A demonstrator throws a fire bomb at Bolivarian National Guard vehicles during an opposition May Day march in Caracas, Venezuela, Monday, May 1, 2017. Photo: AP/Fernando Llano

Earlier Monday, anti-Maduro protesters tried to march on government buildings in downtown Caracas, but police blocked their path — just as authorities have done more than a dozen times in four weeks of near-daily protests. Officers launched tear gas and chased people away from main thoroughfares as the peaceful march turned into chaos.

Opposition lawmaker Jose Olivares was hit in the head with a tear gas canister and was led away with blood streaming down his face. Some demonstrators threw stones and gasoline bombs and dragged trash into the streets to make barricades.

A separate government-sponsored march celebrating May Day went off without incident in the city.

Between the two demonstrations, hundreds of thousands of people filled central roads and highways of the city.

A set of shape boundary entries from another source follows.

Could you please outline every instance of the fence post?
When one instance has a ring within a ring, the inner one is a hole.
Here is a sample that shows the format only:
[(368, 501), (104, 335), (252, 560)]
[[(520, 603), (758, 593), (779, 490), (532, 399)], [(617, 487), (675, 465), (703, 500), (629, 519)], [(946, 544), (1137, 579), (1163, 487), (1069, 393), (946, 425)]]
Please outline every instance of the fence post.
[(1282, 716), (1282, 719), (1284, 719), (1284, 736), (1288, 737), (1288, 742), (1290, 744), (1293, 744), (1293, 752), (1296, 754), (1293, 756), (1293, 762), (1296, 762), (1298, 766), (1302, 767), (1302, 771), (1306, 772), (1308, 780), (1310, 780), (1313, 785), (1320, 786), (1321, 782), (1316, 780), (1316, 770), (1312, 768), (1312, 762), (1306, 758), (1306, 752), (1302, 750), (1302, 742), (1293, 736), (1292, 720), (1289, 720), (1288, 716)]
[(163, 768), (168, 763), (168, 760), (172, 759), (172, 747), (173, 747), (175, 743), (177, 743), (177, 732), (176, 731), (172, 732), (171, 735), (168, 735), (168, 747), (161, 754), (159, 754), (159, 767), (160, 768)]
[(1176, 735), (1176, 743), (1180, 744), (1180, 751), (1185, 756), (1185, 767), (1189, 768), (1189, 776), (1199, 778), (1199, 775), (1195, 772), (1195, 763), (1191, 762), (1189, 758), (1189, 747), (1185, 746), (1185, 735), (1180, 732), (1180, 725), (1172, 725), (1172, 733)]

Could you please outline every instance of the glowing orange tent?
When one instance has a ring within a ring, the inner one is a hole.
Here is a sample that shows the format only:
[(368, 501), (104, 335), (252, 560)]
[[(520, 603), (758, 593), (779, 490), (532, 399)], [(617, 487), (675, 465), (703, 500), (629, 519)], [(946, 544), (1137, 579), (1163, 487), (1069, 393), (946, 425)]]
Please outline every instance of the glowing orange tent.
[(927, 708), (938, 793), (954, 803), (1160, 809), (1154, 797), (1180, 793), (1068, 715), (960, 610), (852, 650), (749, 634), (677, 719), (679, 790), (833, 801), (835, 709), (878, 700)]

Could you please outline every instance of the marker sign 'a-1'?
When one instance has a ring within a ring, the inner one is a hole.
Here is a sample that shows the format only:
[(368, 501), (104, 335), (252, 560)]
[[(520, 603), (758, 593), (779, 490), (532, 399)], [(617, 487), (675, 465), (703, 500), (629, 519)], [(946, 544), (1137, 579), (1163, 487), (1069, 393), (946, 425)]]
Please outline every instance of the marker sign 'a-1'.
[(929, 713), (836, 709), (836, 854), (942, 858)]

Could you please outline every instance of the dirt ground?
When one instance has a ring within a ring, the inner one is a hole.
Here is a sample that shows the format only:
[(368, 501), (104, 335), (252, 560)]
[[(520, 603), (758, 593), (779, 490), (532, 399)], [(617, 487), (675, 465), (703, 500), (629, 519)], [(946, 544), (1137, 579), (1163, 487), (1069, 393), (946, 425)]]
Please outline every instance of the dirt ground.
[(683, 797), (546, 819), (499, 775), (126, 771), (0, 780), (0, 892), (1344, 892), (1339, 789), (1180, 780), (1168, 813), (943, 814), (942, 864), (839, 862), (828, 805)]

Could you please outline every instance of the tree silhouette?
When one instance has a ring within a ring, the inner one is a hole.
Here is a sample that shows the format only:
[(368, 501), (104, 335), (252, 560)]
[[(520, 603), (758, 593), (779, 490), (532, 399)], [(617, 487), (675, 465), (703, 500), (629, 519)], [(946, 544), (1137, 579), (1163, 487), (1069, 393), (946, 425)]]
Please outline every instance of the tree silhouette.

At least 29 people have died in the unrest of the past month and hundreds have been injured.

People of all ages and class backgrounds are participating in the protests. The unrest started in reaction to an attempt to nullify the opposition controlled-congress, but has become a vehicle for people to vent their fury at widespread shortages of food and other basic goods, violence on a par with a war zone, and triple-digit inflation. Maduro accuses his opponents of conspiring to overthrow him and undermine the country’s struggling economy.

Protesters have begun showing up for demonstrations with medical masks and bandanas to protect from the clouds of tear gas that police often deploy without warning. Gas masks are hard to find in the shortage-plagued economy, and the government is limiting people bringing them in from abroad.

Many protesters vowed Monday to keep pressuring the government.

“We’re ready to take the streets for a month or however long is needed for this government to understand that it must go,” said Sergio Hernandez, a computer technology worker.

Authorities set up checkpoints that snarled traffic on main highways and closed the city’s subway system, in what opposition leader Henrique Capriles called a futile attempt to hamper the anti-government march.

“The truth is out and no one can stop it,” Capriles said.